Matt Lundin <mdl@imapmail.org> writes:

> I've been doing some testing of org-publish functions and have found a
> few problems with org-publish-cache-file-needs-publishing. They arise
> from the fact that it attempts to take included files into account.

OK, I've worked up a patch that solves several of these issues. The
basic idea is to check when publishing an org file whether it includes
other org files and then to store that data in the cache. That way,
org-publish-cache-file-needs-publishing does not need to open each
buffer but rather can compare the stored timestamp data against the
actual modified times of the included files.

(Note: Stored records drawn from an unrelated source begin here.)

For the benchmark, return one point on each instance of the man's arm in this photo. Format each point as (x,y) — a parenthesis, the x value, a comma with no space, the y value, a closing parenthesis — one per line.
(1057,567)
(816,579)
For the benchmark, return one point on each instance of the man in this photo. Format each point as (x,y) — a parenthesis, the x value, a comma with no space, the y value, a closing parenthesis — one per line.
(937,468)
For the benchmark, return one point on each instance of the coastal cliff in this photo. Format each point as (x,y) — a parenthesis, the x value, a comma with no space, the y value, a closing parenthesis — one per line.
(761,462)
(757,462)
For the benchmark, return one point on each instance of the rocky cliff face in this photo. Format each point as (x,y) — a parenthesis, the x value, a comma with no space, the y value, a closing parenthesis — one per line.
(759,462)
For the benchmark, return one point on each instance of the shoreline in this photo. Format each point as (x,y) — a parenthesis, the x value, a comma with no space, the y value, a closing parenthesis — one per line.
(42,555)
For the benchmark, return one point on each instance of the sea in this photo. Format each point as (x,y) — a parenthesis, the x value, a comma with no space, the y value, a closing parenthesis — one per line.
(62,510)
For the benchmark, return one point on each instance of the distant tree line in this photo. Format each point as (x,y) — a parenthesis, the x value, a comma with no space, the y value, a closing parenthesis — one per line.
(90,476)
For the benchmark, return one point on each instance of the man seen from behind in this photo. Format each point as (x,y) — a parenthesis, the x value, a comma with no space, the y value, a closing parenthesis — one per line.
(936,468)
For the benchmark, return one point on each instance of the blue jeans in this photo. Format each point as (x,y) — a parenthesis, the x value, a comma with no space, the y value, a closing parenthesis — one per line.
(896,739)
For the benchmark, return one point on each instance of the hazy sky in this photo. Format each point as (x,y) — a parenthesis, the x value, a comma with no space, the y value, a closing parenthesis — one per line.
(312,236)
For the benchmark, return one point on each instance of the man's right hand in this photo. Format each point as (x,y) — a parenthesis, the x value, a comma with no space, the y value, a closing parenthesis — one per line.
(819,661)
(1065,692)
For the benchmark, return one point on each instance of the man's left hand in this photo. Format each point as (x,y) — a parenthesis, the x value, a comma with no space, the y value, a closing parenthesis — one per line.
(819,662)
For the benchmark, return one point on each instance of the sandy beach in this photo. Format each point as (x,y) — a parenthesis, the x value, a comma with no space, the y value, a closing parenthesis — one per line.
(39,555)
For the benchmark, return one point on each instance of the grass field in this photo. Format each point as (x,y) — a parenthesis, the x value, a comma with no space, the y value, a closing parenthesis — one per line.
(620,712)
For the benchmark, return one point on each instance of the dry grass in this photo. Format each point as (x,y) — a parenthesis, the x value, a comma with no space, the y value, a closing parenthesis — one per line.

> Org-publish does not check the cache of included files at all. It
> simply compares the last modified time of an included file with the
> last modified time of the master/including file. The result is that a
> master file will perpetually be republished if an included file
> happened to be changed afterwards (even if both files were changed
> years ago and the project has been published 100s of times since
> then).

This patch fixes this by caching timestamps for included files, thus
allowing org-publish to track changes in included files.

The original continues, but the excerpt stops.